Der Frankfurter Rapper Azad, mit seinem kurz geschorenen Schädel und seinen Tattoos eher ein harter Bursche, singt zusammen mit der einen Kopf größeren Popsängerin Cassandra Steen das hoffnungsvolle "Eines Tages". Für seinen aggressiven Hardcore-Rap "Fuck Tha Police 2010" ist bei diesem so friedlichen Konzert kein Raum. Es scheint, als habe Xavier Naidoo auch die Songs der Gastkünstler persönlich zusammengestellt. Viele dieser Lieder würden auch gut auf einen Kirchentag passen: Es geht um Liebe, Trost und den ewig währenden Traum von einer besseren Welt. Hip-Hop als popmusikalische Gegenbewegung und als oft wütender Ausdruck einer unterprivilegierten Schicht kommt bei "Wir beaten mehr" nicht vor.

Als Jan Delay dann im letzten Drittel der Show auf die Bühne kommt, hat er es leicht. Inzwischen zu einem herausragenden Entertainer gereift, scheint sich bei seinen vier Nummern Intensität und Tempo zu verdoppeln.
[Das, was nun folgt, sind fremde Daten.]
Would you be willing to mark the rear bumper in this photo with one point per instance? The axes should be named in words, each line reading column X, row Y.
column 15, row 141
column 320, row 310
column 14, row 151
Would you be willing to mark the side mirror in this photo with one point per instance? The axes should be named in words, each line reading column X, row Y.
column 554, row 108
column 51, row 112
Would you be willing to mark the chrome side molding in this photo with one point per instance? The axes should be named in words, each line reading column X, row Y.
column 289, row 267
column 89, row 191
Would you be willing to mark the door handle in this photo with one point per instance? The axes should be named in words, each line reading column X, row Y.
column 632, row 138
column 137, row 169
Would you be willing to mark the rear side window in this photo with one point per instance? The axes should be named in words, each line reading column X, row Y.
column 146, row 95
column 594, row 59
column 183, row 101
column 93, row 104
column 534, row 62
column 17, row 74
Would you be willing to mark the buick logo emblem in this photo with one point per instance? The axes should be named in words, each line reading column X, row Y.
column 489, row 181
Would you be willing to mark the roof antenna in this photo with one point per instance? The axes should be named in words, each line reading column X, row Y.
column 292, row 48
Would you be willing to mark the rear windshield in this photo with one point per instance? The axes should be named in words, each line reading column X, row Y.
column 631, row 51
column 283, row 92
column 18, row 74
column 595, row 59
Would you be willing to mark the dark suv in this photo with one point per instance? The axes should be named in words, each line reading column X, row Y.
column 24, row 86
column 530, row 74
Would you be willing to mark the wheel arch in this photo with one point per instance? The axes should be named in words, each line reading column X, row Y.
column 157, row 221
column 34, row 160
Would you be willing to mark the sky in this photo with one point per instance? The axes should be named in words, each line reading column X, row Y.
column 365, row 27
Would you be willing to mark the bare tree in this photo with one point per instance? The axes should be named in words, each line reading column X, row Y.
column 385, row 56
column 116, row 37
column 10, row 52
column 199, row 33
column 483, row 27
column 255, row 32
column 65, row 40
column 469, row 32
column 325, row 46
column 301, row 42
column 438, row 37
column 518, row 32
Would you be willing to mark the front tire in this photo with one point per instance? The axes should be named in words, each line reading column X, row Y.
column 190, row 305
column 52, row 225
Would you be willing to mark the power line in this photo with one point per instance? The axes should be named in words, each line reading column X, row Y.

Nach "Flashgott" werden "Oh Jonny" und "Klar" zum Befreiungsschlag dieses netten Midtempo-Konzerts. Jan Delay ist seit seinem Beginn mit der Hamburger Rap-Combo Absolute Beginner ein Garant für intelligente und witzige Songs, egal ob er sie als Hip-Hop, Reggae oder Funk präsentiert. Der Mitsingfaktor liegt bei zehn, jeder im Saal kennt nicht nur die Refrains, sondern den ganzen Text. Als dann noch Das Bo als Gast bei seiner eigenen Nummer "Türlich' türlich/ Sicher Dicker" - im Jahr 2000 ein Hit seiner Band Fünf Sterne deluxe - mitrappt, ist der Höhepunkt des Abends erreicht. Mehr ging damals in der guten alten Eimsbush-Zeit nicht, mehr geht auch heute nicht.

So gut gemeint die Idee von Xavier Naidoo und seinem Mitgastgeber Kool Savas auch ist, die Dramaturgie des Abends stimmt leider nicht. Soul hat ganz klar das Übergewicht an dem fast dreistündigen Abend, erst nach einer Stunde kommt mit Azad der erste Rapper aus den Kulissen.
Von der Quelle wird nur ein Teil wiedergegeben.